Vascular endothelial cell migration in vitro roles of cyclic nucleotides, calcium ion and cytoskeletal system.

According to the response to injury hypothesis, endothelial migration and repair may play an important role in the initiation and progression of atherosclerosis. In this study, we examined the regulatory mechanisms of endothelial cell migration in vitro, using cultured endothelial cells from fetal bovine aortas. Dibutyryl cyclic AMP, 8-bromo cyclic GMP, and theophylline (each at concentrations of 10(-4) to 10(-3) M) inhibited the migration of endothelial cells. Migration was not significantly affected by the Ca2+ channel blockers diltiazem (10(-6) to 10(-4) M) and nicardipine (10(-6) to 10(-5) M) or by La3+ (10(-4) to 10(-3) M), an inorganic Ca2+-antagonist, TMB-8 (10(-6) to 5 x 10(-5) M), an intracellular Ca2+ blocker, or the calmodulin inhibitors W-7 (10(-6) to 5 x 10(-5) M) and trifluoperazine (10(-7) to 10(-5) M). At the extracellular Ca2+ concentrations of less than 0.2 mEq/l, the migration was inhibited significantly. In addition, migration was markedly suppressed by colchicine (10(-8) to 10(-5) M), an inhibitor of tubulin polymerization, and by cytochalasin B (10(-7) to 10(-5) M), an inhibitor of actin polymerization.

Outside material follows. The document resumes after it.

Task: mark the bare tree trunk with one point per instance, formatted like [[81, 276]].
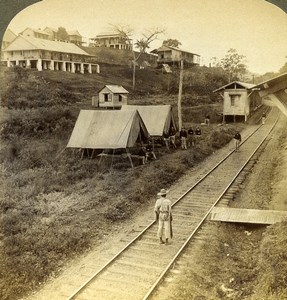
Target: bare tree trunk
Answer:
[[134, 74], [180, 95]]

These results suggest that cyclic nucleotides, such as cyclic AMP and GMP, may regulate the migration of vascular endothelial cells. Although a low concentration of extracellular Ca2+ is essential to their migration, participation of the intracellular Ca2+-calmodulin system was not evident in this study. It appears that the cytoskeletal system, including microtubules and microfilaments, is involved in the mechanisms of migration.